Закладный встрепенулся, с изумлением поднял голову, а уразумев, в чем дело, снова погрузился в чтение.
Президент перечислил, какие приглашения поступили в адрес славного комитета.
– Вымогательство! – наклонился Петрович к Цуцаку.
– Вот-вот, – кивнул Цуцак.
Членов комитета приглашали на всевозможные этнографические выставки, манифестации за мир, званые вечера «Женского национального совета», на бал республиканских женщин, на учения пожарников, собрания пастушьих кооперативов и съезды.
– Я объявляю это, господа, на случай, если кто из вас пожелает…
– Пусть идут те, кто ближе живет, – вырвалось у Цуцака, представителя Земплинского округа – тучного, коренастого весельчака с добродушным красным лицом, редкими волосами и торчащими усами. Сдув с бумаги пепел от сигары на своего соседа Петровича, он показал на него чубуком:
– Или вот Петрович пускай отправляется, его на все хватит.
– Предлагаю Цуцака, – отказался от почетной миссии Петрович. – Он любит поговорить.

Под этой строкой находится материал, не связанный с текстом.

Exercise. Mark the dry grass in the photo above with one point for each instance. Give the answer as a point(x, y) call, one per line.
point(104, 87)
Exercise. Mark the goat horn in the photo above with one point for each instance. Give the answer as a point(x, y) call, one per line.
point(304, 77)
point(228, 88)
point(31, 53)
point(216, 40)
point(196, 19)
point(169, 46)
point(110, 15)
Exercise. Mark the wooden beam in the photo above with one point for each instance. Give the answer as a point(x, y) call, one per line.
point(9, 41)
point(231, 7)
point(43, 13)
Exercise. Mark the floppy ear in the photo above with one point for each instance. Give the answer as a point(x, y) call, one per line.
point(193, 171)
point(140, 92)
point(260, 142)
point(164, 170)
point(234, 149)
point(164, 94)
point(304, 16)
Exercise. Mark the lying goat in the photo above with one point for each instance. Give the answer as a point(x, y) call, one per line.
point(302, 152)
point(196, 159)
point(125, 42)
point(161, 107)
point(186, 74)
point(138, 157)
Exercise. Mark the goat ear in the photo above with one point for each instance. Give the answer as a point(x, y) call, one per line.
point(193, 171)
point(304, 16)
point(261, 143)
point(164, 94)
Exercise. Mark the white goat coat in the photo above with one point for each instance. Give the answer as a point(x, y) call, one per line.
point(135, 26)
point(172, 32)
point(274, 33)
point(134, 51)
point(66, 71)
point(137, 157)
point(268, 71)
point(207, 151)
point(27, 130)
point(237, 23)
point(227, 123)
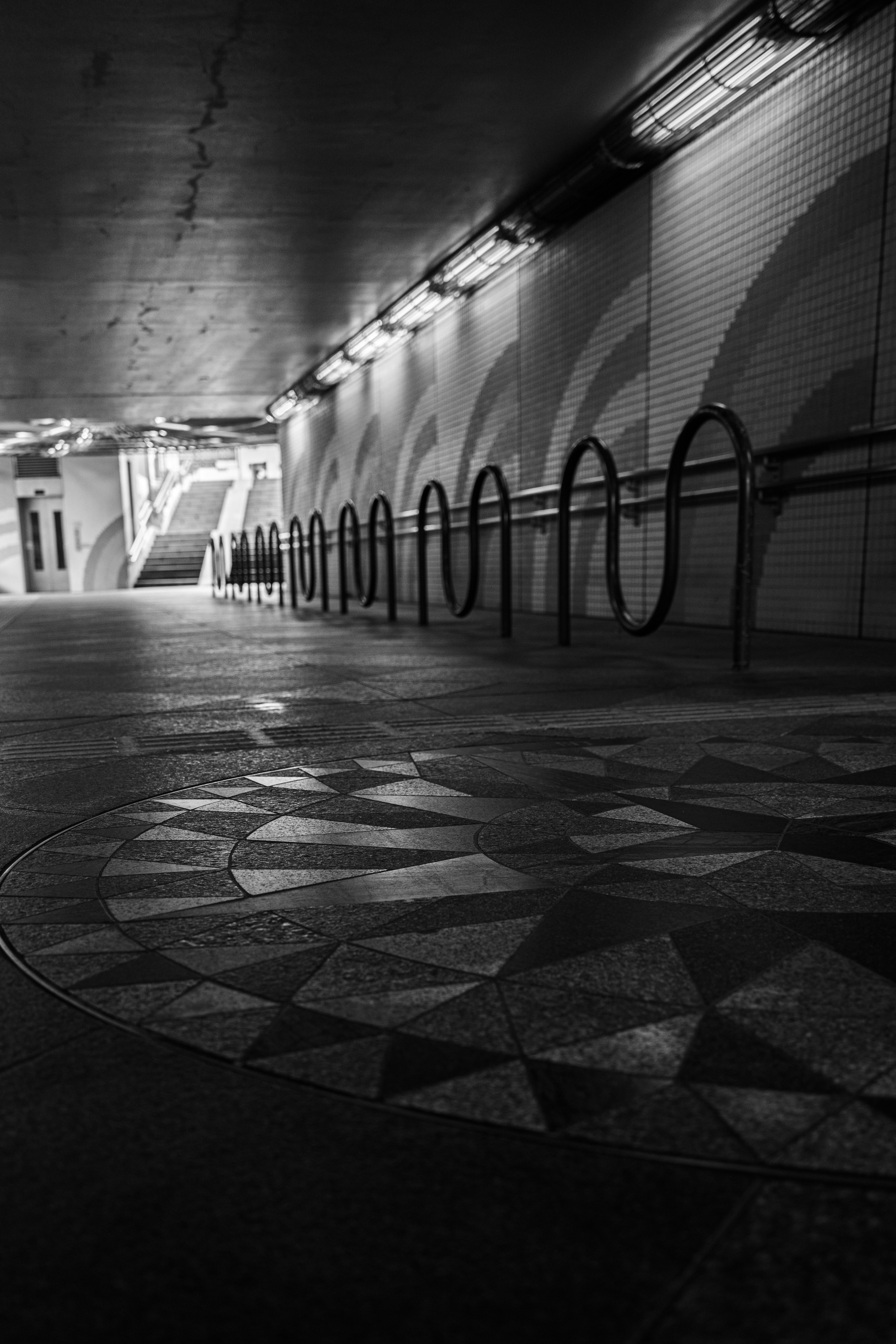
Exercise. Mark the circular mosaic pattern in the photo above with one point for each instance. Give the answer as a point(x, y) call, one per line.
point(676, 944)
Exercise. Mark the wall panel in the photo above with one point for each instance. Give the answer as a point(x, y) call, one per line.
point(756, 268)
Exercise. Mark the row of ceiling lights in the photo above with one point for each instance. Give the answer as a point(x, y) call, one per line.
point(747, 58)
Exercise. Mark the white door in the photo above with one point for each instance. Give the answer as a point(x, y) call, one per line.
point(45, 545)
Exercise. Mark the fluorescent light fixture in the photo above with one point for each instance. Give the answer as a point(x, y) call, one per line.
point(726, 74)
point(374, 341)
point(721, 78)
point(479, 260)
point(417, 307)
point(284, 406)
point(335, 369)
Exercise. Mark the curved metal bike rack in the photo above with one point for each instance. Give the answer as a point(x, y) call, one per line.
point(743, 565)
point(308, 581)
point(367, 596)
point(269, 562)
point(463, 609)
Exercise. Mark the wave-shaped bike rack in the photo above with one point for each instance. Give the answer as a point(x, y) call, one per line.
point(367, 596)
point(308, 581)
point(261, 565)
point(464, 608)
point(743, 564)
point(266, 565)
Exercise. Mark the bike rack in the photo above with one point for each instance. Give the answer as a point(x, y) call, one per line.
point(367, 596)
point(268, 568)
point(298, 546)
point(456, 608)
point(269, 562)
point(743, 564)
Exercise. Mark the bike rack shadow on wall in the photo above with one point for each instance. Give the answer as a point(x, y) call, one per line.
point(743, 564)
point(271, 572)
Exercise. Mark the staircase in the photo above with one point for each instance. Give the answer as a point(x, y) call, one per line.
point(265, 506)
point(178, 556)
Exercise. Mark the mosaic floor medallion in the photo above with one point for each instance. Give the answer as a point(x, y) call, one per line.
point(684, 945)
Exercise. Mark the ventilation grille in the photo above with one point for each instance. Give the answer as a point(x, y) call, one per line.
point(34, 467)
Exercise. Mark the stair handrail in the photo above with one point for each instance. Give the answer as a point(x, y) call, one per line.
point(456, 608)
point(367, 596)
point(743, 565)
point(298, 548)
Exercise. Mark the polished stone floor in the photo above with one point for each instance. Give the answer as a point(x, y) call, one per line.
point(558, 984)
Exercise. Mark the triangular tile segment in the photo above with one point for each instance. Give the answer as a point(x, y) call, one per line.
point(695, 865)
point(655, 1050)
point(647, 816)
point(68, 972)
point(353, 1066)
point(768, 1120)
point(381, 765)
point(567, 1095)
point(183, 834)
point(108, 939)
point(209, 999)
point(451, 806)
point(715, 771)
point(151, 908)
point(480, 948)
point(392, 1008)
point(210, 804)
point(414, 1062)
point(299, 1029)
point(731, 951)
point(883, 1105)
point(807, 838)
point(590, 921)
point(461, 877)
point(856, 1139)
point(226, 1036)
point(502, 1096)
point(545, 1018)
point(365, 971)
point(651, 972)
point(296, 784)
point(726, 815)
point(726, 1054)
point(133, 1003)
point(81, 912)
point(144, 868)
point(150, 968)
point(886, 776)
point(674, 1120)
point(475, 1018)
point(820, 983)
point(261, 881)
point(28, 885)
point(409, 790)
point(211, 960)
point(279, 979)
point(868, 940)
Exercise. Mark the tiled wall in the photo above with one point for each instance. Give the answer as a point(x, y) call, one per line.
point(756, 268)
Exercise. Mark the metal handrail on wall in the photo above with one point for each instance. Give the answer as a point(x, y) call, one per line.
point(240, 569)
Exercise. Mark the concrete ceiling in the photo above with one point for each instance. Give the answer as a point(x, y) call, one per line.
point(198, 203)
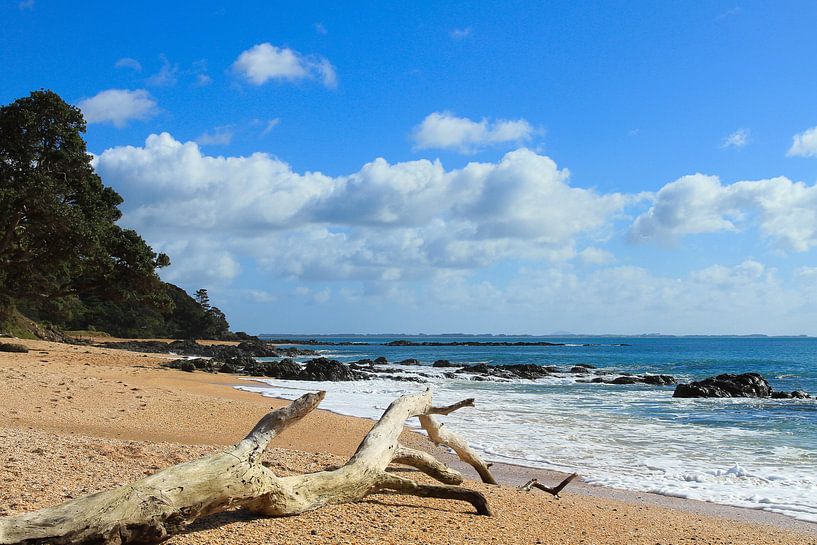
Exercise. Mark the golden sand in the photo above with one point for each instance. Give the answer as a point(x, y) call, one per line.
point(76, 419)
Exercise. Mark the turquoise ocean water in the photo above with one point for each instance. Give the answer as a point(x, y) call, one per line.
point(760, 454)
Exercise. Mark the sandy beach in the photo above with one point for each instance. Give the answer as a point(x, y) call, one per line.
point(78, 419)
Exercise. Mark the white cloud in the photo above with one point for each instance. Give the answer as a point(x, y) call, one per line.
point(596, 256)
point(200, 71)
point(167, 74)
point(444, 130)
point(220, 136)
point(265, 62)
point(748, 297)
point(415, 241)
point(129, 63)
point(460, 33)
point(269, 125)
point(118, 106)
point(784, 211)
point(383, 223)
point(804, 144)
point(203, 80)
point(737, 139)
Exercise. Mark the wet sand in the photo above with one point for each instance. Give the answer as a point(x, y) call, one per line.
point(76, 419)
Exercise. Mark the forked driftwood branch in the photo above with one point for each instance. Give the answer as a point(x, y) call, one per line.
point(553, 490)
point(154, 508)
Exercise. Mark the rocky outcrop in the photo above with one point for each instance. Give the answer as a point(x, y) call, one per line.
point(322, 369)
point(726, 385)
point(403, 342)
point(409, 361)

Постановили – билеты купить, заплатить побольше, но желающим поехать дорогу не оплачивать.
– Жалоб и интерпелляций не поступало, – объявил президент.
Потом зачитали, сколько миллионов долга у Словакии, сколько наличных денег и сколько сотен нерассмотренных и нерешенных дел.
– Есть замечания?.. Нет?.. Принимается… Кто желает высказаться, прежде чем приступим к повестке дня?
Мангора поднял три пальца.
– Пожалуйста, пан Мангора.
О Мангоре, референте по социальным вопросам, мы уже упоминали. Он был редактором, к тому же столпом социал-демократической партии, следовательно – левый и, по его собственному утверждению, – впрочем, это говорили о себе все левые, – прогрессивным деятелем. Молодой еще, небольшого роста, безусый, с блеклыми волосами и добродушным, полным лицом здоровяка, он всегда готов был улыбнуться, удивиться или растерянно-недоуменно посмотреть на президента, на заседающих, на делопроизводителей, словно вопрошая: «Разве? А вы что скажете? Странно. Вы же знаете, что это не так». Сам насмешник, он болезненно воспринимал шутки в свой адрес, любил выступить и за дельность своих речей считался одним из наиболее серьезных членов комитетов.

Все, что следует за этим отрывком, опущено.